The event I am currently witnessing is ‘Extreme Flaming Bagpipe Yeeting’. The participant, a Glaswegian with the haunted eyes of a man who has seen the future and found it wanting, straps a set of bagpipes to his back, sets them ablaze, and then attempts to hurl them as far as possible using only his neck. The record stands at four metres. The previous record holder is currently in a hospital in Swindon, having his face reconstructed with what I can only assume is gaffer tape and optimism.
But the true horror, the real visceral terror of this spectacle, is not the physical danger. It is the sheer, unadulterated earnestness of the competitors. They believe in this. They have poured their life savings into training for events like ‘Extreme Synchronised Chainsaw Juggling’ and ‘High-Altitude Wheelbarrow Racing’. They have sponsors. They have groupies. They have a perfectly straight-faced commentator who announces each catastrophe with the solemnity of a BBC newsreader reporting a royal death.
‘And there goes Dave,’ he intones, as a man in assless chaps is launched into the stratosphere by a malfunctioning trampoline. ‘A valiant effort. His husband will be proud.’
I interview a competitor between events. He is called Greg. He is a former accountant from Slough. He specialises in ‘Void Stapling’, an activity that appears to involve stapling various objects to his own flesh while reciting the works of Keats. I ask him why. He looks at me with the pure, crystalline clarity of the truly insane.
‘Because the world needs chaos, man.
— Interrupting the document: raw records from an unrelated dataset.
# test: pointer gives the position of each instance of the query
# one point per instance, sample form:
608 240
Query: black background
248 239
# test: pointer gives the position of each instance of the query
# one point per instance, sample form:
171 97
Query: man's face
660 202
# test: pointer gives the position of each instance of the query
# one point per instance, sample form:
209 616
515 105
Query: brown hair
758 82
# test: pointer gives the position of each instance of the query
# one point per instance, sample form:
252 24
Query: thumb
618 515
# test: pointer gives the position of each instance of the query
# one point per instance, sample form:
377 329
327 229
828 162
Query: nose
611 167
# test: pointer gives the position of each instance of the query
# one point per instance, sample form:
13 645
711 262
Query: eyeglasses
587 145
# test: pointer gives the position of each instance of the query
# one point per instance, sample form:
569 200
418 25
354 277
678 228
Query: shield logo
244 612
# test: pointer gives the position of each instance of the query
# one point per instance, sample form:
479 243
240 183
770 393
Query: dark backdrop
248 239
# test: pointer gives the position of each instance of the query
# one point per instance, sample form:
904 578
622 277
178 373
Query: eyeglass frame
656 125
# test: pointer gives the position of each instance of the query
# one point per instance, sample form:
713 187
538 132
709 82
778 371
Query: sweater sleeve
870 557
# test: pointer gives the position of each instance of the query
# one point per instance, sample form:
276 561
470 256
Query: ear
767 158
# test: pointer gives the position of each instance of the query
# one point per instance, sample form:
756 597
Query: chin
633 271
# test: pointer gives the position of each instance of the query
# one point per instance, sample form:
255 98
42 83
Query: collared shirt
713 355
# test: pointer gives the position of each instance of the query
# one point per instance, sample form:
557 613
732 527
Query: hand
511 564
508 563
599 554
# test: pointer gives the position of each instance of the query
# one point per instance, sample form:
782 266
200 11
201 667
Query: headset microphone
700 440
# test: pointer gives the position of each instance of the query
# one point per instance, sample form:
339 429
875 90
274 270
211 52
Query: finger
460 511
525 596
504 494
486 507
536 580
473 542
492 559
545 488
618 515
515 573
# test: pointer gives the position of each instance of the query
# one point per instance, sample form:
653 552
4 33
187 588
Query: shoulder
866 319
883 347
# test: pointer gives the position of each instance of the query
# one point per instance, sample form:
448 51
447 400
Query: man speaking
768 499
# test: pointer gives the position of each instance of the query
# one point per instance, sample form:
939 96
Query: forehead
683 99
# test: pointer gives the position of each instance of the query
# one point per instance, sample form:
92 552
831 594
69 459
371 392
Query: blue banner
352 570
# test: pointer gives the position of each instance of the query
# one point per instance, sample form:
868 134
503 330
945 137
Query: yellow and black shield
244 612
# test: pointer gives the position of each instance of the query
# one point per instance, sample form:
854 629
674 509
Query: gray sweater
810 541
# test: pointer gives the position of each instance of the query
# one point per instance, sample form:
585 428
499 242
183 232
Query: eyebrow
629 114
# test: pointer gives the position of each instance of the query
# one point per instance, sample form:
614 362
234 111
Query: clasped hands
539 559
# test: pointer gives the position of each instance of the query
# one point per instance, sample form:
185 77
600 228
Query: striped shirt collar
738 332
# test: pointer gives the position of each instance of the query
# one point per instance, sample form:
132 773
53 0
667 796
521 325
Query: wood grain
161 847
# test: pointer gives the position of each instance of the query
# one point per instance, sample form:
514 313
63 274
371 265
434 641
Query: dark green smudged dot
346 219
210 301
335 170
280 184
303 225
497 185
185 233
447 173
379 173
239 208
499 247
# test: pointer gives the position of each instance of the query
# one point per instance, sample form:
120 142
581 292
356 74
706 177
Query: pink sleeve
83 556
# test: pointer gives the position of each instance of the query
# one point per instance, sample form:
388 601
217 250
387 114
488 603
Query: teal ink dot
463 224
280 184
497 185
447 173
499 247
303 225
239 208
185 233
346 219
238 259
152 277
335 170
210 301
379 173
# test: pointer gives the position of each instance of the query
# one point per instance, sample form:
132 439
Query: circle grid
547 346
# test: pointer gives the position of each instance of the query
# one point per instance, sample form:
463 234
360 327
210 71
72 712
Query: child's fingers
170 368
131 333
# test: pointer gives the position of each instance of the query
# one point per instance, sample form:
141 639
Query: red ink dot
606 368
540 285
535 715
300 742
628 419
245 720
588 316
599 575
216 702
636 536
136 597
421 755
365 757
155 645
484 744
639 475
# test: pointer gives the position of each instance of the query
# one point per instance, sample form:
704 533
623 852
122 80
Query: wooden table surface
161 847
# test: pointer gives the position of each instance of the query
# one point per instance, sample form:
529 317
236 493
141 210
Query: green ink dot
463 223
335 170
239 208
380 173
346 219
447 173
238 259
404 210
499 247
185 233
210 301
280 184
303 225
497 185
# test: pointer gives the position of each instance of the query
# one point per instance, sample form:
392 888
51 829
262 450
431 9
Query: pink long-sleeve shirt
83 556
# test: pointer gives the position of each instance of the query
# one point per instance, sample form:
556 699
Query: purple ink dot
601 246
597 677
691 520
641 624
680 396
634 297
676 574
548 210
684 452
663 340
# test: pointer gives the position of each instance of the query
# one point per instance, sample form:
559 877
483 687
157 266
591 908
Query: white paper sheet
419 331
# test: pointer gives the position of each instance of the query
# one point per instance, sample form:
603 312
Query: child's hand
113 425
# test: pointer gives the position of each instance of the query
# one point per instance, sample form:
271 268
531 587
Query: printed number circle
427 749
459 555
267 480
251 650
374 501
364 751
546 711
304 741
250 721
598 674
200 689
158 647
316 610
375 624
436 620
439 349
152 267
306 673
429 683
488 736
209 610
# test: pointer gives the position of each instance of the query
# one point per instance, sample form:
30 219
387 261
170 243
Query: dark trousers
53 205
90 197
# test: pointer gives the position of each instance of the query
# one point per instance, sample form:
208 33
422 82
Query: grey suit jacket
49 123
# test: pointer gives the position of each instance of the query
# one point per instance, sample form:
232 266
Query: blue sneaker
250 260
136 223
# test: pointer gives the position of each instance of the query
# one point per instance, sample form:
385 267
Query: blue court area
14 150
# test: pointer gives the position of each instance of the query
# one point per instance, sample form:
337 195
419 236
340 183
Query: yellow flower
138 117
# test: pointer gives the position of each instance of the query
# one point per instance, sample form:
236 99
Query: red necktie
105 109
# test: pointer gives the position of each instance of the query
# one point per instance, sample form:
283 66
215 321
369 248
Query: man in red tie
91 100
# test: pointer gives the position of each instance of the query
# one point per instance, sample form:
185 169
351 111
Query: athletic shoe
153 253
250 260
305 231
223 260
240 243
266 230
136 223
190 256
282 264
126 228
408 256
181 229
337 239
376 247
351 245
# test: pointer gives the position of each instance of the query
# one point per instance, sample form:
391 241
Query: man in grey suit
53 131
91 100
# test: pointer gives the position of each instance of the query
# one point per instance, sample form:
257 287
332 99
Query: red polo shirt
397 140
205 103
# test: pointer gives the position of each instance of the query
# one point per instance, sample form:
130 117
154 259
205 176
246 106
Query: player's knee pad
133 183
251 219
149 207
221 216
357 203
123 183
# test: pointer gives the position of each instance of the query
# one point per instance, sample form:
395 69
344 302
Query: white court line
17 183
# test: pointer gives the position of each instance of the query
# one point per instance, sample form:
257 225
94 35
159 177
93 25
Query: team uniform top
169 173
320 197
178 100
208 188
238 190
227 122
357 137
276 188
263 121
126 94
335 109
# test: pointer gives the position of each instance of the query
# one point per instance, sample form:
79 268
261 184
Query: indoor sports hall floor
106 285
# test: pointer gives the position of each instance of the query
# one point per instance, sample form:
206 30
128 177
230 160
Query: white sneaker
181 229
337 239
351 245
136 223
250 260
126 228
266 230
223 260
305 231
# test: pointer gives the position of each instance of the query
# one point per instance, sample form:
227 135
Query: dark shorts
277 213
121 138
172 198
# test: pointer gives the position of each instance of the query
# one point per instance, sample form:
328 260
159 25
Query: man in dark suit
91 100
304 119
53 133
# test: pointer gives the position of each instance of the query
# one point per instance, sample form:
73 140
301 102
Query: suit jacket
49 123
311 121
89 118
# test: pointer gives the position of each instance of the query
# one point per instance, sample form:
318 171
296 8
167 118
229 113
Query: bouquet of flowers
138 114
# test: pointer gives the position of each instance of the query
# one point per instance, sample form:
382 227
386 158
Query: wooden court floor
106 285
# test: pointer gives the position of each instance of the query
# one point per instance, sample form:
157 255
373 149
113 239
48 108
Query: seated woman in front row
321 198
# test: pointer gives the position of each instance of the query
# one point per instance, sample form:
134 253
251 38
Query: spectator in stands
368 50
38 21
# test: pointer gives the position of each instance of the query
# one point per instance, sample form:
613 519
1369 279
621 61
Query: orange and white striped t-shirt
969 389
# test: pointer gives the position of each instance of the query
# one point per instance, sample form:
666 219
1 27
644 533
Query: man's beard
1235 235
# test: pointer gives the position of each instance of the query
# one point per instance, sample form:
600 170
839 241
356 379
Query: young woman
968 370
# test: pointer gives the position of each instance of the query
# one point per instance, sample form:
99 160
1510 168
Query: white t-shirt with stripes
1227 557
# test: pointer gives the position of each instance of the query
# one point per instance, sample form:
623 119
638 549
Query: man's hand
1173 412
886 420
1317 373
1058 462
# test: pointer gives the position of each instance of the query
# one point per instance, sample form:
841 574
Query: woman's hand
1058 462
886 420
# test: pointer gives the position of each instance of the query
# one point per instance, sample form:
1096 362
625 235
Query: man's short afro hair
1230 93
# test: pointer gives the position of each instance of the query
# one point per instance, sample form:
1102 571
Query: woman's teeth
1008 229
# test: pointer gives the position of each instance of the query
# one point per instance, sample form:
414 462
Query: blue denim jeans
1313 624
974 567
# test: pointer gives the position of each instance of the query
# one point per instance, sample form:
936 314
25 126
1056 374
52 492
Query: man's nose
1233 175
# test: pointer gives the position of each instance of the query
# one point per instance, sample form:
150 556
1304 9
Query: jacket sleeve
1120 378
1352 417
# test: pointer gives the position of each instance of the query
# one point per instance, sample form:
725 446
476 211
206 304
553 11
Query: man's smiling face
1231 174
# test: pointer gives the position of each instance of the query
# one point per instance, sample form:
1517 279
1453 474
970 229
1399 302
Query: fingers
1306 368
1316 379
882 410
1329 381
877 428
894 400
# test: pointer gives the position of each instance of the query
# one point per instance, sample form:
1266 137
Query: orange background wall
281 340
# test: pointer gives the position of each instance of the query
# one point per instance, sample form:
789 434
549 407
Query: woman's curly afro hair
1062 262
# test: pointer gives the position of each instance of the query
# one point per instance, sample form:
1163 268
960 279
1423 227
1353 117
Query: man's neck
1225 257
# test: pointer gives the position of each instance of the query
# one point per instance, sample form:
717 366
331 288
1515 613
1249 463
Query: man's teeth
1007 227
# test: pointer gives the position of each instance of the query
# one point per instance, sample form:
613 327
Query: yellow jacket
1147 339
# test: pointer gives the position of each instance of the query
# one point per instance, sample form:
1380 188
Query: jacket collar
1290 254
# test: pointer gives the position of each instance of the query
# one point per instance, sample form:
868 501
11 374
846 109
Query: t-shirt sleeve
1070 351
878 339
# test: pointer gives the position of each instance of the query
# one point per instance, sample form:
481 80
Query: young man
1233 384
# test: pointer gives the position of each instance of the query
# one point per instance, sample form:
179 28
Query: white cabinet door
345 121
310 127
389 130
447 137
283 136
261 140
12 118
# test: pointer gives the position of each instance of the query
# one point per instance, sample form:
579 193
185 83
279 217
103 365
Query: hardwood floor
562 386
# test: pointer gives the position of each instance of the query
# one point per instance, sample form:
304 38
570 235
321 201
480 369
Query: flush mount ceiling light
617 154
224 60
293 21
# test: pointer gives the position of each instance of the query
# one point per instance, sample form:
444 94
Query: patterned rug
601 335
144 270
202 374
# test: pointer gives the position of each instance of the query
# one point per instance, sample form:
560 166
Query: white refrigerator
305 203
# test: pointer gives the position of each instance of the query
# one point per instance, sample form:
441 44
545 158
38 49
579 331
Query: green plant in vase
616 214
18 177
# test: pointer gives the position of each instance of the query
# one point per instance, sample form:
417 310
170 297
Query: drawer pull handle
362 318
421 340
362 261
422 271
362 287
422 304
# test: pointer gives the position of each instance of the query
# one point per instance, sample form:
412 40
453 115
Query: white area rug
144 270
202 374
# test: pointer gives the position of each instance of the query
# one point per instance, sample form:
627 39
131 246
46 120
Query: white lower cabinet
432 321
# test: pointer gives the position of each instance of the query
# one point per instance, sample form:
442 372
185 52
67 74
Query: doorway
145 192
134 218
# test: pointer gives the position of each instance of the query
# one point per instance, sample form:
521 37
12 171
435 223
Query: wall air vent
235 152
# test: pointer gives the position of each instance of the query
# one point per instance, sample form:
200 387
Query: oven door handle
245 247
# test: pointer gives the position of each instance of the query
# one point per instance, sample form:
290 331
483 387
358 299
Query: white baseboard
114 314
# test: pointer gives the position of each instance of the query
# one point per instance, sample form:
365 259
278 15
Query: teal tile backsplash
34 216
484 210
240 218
Order is a cage. The soul needs to fly, even if it’s into a wall.’
He staples a copy of the Daily Mail to his forehead and wanders off to prepare for his next event, which involves a pogo stick and a live badger.
I retire to the VIP tent, which is just a lonely corner of the hangar with a moth-eaten couch and a bottle of warm gin. The gin is unregulated, like everything else here. It tastes of petrol and regret. I sip it and watch as a man attempts to break the world record for ‘Most Papercuts in One Minute’ by rubbing sandpaper across his naked body. He is an inspiration. He is a warning. He is exactly the kind of person who gives humanity a bad name, and I love him for it.
As the sun sets (or at least as the fluorescent lights flicker, indicating the passage of time), the final event approaches. It is called ‘The Gauntlet of Despair’. It involves a cardboard maze, four industrial fans, and a lot of bees. The winner will receive the flaming skull trophy and a year’s supply of energy drinks. The loser will receive a lifetime of therapy.
I decide to leave before the weeping begins. As I stumble out into the grey Slough evening, I hear the commentator’s voice echoing through the hangar: ‘And we have a new champion! His name is Kevin. He has no eyebrows. Let’s hear it for Kevin!’
The applause is deafening. The bees are furious. And somewhere, in the smoking ruins of another man’s dignity, a dream lives on.
This has been Barnaby ‘Biff’ Thistlethwaite, reporting from the bleeding edge of idiocy. I need a drink.